Claire Webb, Radio Times, 31st August 2011

The sight of Bianca (Sian Reeves playing yet another over-the-top maneater like in Cutting It and Emmerdale) ­highlights the obvious ingredients chucked into this new sitcom.

And that's before we meet Sue (Pauline Collins) who arrives with a cry of "Only me!" and Barry (Bobby Ball).

On the other hand, it's a cut above Candy Cabs, filmed nearby, although that's not saying much.

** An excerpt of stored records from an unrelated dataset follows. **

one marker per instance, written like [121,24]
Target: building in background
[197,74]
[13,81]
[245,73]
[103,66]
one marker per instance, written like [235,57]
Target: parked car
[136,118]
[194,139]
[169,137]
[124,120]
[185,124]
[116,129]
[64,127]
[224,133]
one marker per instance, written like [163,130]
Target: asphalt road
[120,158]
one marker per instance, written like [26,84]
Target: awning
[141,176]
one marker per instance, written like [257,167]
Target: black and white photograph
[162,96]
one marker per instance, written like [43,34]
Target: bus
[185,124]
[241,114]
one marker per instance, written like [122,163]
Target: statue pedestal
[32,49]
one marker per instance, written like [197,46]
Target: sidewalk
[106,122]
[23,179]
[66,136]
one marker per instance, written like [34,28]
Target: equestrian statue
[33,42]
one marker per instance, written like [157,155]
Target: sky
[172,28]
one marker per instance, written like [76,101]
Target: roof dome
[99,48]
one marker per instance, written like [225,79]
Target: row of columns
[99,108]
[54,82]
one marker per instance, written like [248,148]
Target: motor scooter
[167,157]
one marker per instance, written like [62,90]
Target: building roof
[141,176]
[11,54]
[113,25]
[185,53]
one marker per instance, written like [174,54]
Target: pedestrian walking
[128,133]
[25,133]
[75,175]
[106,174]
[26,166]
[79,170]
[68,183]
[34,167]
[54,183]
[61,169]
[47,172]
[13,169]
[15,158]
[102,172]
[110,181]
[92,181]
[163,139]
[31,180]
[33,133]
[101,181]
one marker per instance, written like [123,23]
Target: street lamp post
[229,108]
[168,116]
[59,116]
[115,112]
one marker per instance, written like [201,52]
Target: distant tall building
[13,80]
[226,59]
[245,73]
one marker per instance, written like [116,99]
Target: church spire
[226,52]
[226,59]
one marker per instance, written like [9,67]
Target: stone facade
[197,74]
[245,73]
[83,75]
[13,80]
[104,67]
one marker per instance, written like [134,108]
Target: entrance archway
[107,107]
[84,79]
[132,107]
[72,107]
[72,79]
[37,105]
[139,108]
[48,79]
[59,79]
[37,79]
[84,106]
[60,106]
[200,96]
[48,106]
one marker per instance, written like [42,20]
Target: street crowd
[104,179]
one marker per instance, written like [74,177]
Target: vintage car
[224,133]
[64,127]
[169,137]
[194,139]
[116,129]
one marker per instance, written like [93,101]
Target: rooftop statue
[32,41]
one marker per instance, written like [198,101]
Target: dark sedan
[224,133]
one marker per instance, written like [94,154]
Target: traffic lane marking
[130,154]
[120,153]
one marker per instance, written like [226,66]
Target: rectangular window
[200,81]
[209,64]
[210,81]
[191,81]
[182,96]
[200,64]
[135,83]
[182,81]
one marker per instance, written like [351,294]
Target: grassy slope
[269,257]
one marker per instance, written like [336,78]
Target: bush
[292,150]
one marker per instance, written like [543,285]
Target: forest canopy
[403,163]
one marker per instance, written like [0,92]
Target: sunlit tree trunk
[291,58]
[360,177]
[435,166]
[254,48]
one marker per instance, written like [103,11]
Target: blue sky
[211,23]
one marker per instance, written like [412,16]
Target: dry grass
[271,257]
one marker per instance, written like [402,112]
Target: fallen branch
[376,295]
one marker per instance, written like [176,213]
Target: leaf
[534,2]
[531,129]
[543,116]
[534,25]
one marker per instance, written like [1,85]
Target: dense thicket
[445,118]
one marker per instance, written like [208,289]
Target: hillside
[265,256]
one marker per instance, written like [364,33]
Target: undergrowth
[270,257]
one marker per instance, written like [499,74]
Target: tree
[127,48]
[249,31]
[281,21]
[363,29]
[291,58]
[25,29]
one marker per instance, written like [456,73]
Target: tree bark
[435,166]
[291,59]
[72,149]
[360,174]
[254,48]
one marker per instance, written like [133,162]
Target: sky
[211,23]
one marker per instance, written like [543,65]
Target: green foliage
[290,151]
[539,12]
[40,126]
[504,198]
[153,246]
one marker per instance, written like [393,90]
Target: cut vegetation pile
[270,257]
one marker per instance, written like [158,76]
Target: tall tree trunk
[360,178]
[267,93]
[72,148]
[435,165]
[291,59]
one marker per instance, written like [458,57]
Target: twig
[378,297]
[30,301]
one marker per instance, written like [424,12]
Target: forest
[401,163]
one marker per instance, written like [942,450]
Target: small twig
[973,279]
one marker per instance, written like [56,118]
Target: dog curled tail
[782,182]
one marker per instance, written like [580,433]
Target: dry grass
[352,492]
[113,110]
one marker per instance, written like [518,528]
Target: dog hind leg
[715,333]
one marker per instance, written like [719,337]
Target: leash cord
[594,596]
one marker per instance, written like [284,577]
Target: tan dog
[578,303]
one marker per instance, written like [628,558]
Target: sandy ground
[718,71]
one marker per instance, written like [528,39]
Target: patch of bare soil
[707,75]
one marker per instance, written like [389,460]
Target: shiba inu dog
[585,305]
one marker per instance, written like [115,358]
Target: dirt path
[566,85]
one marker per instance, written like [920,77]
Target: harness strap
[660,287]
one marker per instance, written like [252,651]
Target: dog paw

For Mount Pleasant, read upmarket Hale in Cheshire, home to Lisa and husband Dan - played by Sally Lindsay and Daniel Ryan.

In the first instalment, Lisa fears Dan has forgotten their 10th anniversary and fumes when gorgeous boss/friend (Angela Griffin) moves in and goes about dressed like she's doing a cover shoot for Nuts

The cast also includes Liza Tarbuck and Ainsley Howard and you get a vision of the casting director throwing a big net into a pool marked: The Usual Suspects.